LMM often used the troubles she had recorded in her diaries as a source for her fiction, even though she also worked very hard to keep her writing optimistic (even when — especially when — she struggled to find optimism in her everyday life). She was engaged in recopying her journals from the war years while she was writing what she called “Book Ten”.
So it’s particularly interesting to hear Rilla’s thoughts on keeping a diary: “I like to keep it up regularly, for father says a diary of the years of the war should be a very interesting thing to hand down to one’s children. The trouble is, I like to write a few personal things in this blessed old book that might not be exactly that I’d want my children to read. I feel that I shall be a far greater stickler for propriety in regard to them than I was for myself.”
Nonetheless, even though I knew that this volume was going to be sad, I was not prepared. See, I had misremembered the details surrouding the loss. I was expecting it to be the other son. (And when Dog Monday howled, I was even more convinced that it had been him. So I was truly surprised.) And, yet, I do understand that the novel was written to commerate a more general loss. “Well, in a world where everything is being rent and torn what matters one more rending and tearing?”
Even just a few years after the war, it is interesting to hear the kinds of responses that readers had to Rilla of Ingleside.
Wednesday Nov. 23, 1921
I went to Oakwood where I gave readings to an audience of 1,300 boys and girls. I felt rather nervous for I had never read to boys before and did not know if I could appeal to them. I gave the story of Dog Monday from Rilla, arranged to form a continued reading and my audience seemed to like it very much.
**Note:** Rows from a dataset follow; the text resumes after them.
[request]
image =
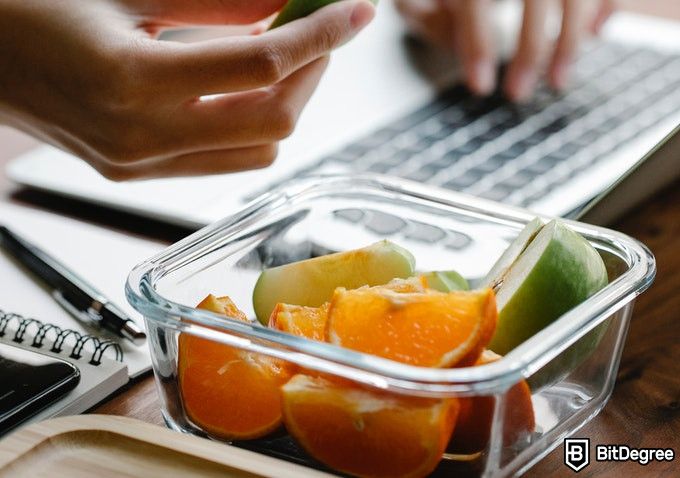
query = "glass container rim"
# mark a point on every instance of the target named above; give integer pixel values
(517, 364)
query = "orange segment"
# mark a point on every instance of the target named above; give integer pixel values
(473, 428)
(222, 305)
(229, 393)
(367, 433)
(309, 322)
(432, 329)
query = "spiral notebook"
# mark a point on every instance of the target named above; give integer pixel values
(102, 371)
(103, 258)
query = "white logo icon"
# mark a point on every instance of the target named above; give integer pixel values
(577, 453)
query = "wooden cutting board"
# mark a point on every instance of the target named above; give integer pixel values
(107, 446)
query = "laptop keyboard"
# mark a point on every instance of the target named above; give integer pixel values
(517, 154)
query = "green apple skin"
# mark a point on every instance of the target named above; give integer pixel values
(512, 253)
(295, 9)
(445, 281)
(312, 282)
(537, 290)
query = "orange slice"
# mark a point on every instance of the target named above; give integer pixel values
(229, 393)
(432, 329)
(364, 432)
(308, 322)
(473, 428)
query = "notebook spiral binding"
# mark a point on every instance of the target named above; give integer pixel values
(46, 334)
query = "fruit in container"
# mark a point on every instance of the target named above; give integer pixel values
(365, 432)
(230, 393)
(300, 320)
(473, 427)
(431, 329)
(312, 282)
(547, 271)
(445, 281)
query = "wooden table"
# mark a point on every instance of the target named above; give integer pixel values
(644, 410)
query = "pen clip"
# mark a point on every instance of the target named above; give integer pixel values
(88, 316)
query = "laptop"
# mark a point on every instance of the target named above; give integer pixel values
(386, 105)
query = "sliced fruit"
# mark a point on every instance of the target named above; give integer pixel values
(295, 9)
(312, 282)
(445, 281)
(412, 284)
(308, 322)
(364, 432)
(222, 305)
(558, 270)
(432, 329)
(512, 253)
(473, 427)
(229, 393)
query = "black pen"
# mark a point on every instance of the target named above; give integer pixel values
(79, 298)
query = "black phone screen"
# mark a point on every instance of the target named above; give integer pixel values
(30, 381)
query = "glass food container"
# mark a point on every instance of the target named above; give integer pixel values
(443, 230)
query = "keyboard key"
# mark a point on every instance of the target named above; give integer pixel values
(517, 180)
(497, 193)
(385, 224)
(544, 164)
(469, 147)
(422, 232)
(350, 215)
(457, 240)
(462, 181)
(421, 174)
(380, 167)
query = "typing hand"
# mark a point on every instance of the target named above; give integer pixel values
(90, 77)
(465, 26)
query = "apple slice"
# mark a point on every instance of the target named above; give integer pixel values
(445, 281)
(312, 282)
(557, 270)
(295, 9)
(512, 253)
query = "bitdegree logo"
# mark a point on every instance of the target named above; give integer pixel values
(577, 453)
(625, 453)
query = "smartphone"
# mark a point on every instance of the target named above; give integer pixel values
(29, 382)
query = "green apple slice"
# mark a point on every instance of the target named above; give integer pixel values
(558, 270)
(445, 281)
(312, 282)
(512, 253)
(295, 9)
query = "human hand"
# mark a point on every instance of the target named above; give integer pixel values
(90, 77)
(465, 26)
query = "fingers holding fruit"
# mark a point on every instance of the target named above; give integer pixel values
(131, 105)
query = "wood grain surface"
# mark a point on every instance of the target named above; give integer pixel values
(644, 410)
(83, 446)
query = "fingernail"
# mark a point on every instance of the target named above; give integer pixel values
(560, 75)
(482, 77)
(523, 84)
(362, 15)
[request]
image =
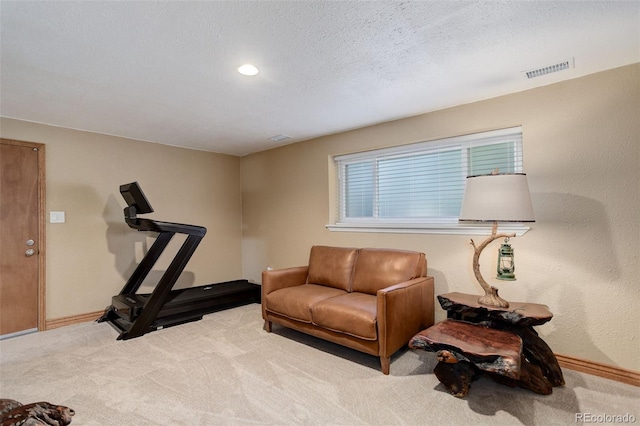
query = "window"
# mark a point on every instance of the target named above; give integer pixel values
(419, 185)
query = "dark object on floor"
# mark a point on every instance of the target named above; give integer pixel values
(14, 413)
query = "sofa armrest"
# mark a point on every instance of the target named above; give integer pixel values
(280, 278)
(403, 310)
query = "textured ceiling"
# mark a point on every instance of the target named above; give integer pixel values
(166, 71)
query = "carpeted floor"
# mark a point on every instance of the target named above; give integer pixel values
(226, 370)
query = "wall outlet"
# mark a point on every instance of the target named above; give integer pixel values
(56, 217)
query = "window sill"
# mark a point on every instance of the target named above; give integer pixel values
(436, 228)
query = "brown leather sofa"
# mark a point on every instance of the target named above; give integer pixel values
(371, 300)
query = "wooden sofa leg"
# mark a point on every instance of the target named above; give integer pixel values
(385, 362)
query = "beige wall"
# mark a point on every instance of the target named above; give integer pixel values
(90, 257)
(581, 257)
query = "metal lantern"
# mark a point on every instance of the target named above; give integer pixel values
(506, 266)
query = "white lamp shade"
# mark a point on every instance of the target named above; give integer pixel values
(497, 198)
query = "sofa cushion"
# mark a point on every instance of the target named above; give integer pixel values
(332, 266)
(352, 313)
(295, 302)
(380, 268)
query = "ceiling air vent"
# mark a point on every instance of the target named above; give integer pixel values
(549, 69)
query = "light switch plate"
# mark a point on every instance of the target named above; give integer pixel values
(56, 217)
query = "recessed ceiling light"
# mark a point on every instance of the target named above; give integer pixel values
(279, 138)
(248, 69)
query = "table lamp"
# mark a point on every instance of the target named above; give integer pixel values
(496, 198)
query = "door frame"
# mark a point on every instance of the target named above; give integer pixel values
(42, 227)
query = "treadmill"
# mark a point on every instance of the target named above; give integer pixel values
(134, 315)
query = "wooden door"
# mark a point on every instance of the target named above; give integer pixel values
(21, 237)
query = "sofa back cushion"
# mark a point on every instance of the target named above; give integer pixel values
(332, 266)
(380, 268)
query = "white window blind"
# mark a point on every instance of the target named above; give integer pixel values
(420, 183)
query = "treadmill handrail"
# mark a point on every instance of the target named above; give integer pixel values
(158, 226)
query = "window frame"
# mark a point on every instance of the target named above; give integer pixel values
(440, 225)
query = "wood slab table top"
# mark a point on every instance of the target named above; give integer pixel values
(518, 313)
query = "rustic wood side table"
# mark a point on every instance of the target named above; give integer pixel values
(499, 341)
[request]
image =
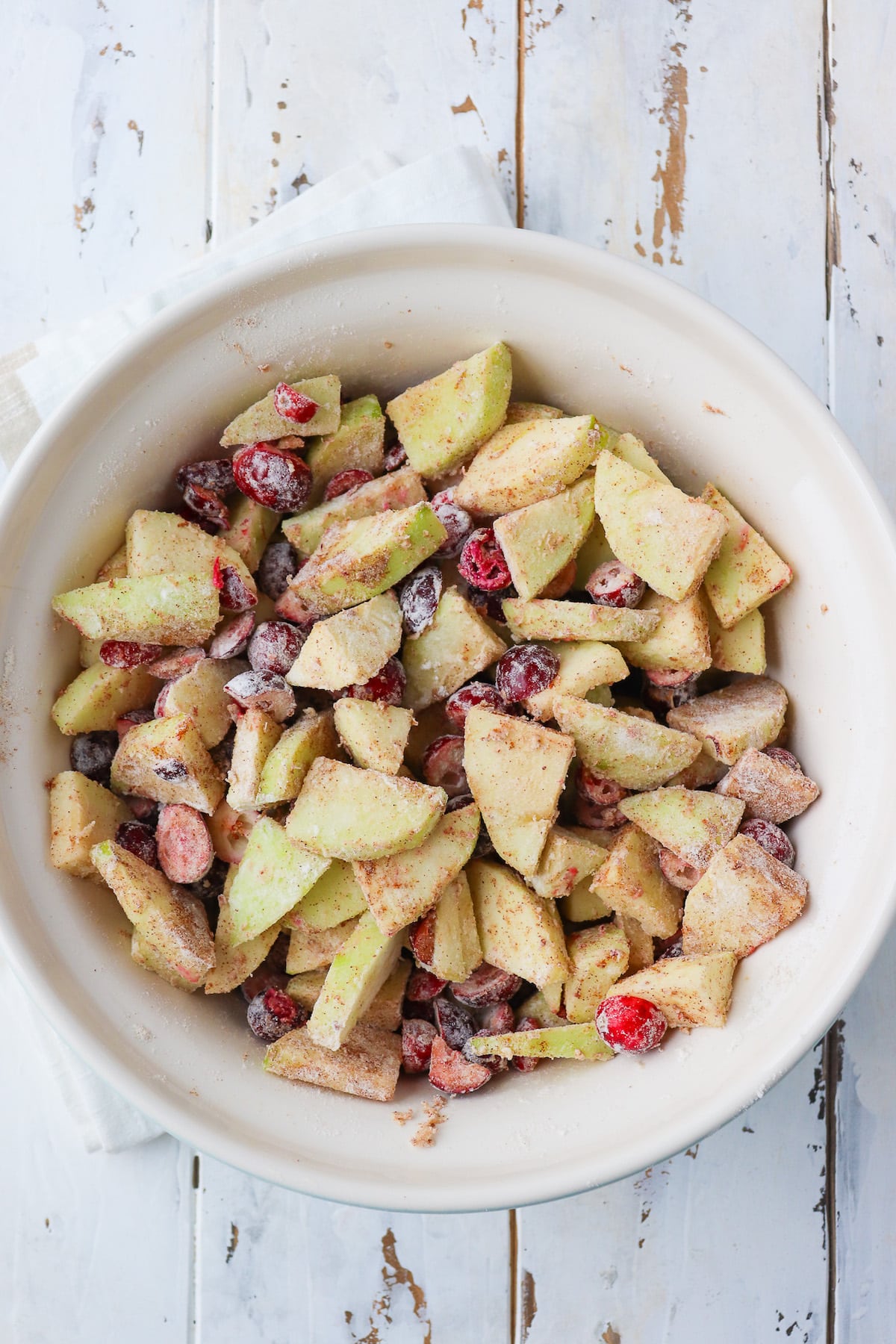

I autographed 91 books.
Friday Aug. 4, 1922
Four year ago today the world in which I spent my girlhood and young womanhood passed away forever in one sudden, overwhelming cataclysm. It seems impossible that it can be eight years. It seems as yesterday – it will always seem as yesterday – as the mountain always looks near though ever lengthening rules intervene. To me, those four years of agony seem an ever present thing. Yet in a letter I received the other day from a fifteen-year-old reader (who would of course be only seven when the war broke out) she told me how Rilla had made the years of the great war (which she only remembered dimly) “seems so real to her.” She belongs to a generation to which the Great War is only a name as well as all the other wards of the past.
Sunday, December 30, 1928
The Manse, Norval
The other letter was from a fanatic ‘pacifist’ in New Zealand who calls Rilla of Ingleside a “beastly book” because it “glorifies war”. God rest her simple mind. Can’t the poor moron realize the difference between offensive and defensive war. I wrote Rilla not to “glorify war” but to glorify the courage and patriotism and self-sacrifice it evoked. War is a hellish thing and some day it may be done away with – though human nature being what it is that day if for distant. But universal peace may come and may be a good thing. But there will no longer be any great literature or great art. Either these things are given by the high gods as a compensation – or else they are growths that have to be fertilized with blood.
I ran out of reasons to avoid reading Rilla. And now I think that I might as well give up on the resistance that insisted that I not read further in the series.
Either to The Blythes are Quoted (because wasn’t she done with Anne) or the Anne prequel that Budge Wilson wrote (Before Green Gables).
And, who knows, maybe I will finally read A Tangled Web, which is the last LMM book I have yet to read.
But, first, I feel as though I should read Emily of New Moon again. After all, her author was so keen to tell us about her.
Have you been reading along with the #greengablesreadalong or have you read LMM’s Anne books previously?
Have you ever been reluctant to finish a series because you wanted to imagine it going on and on?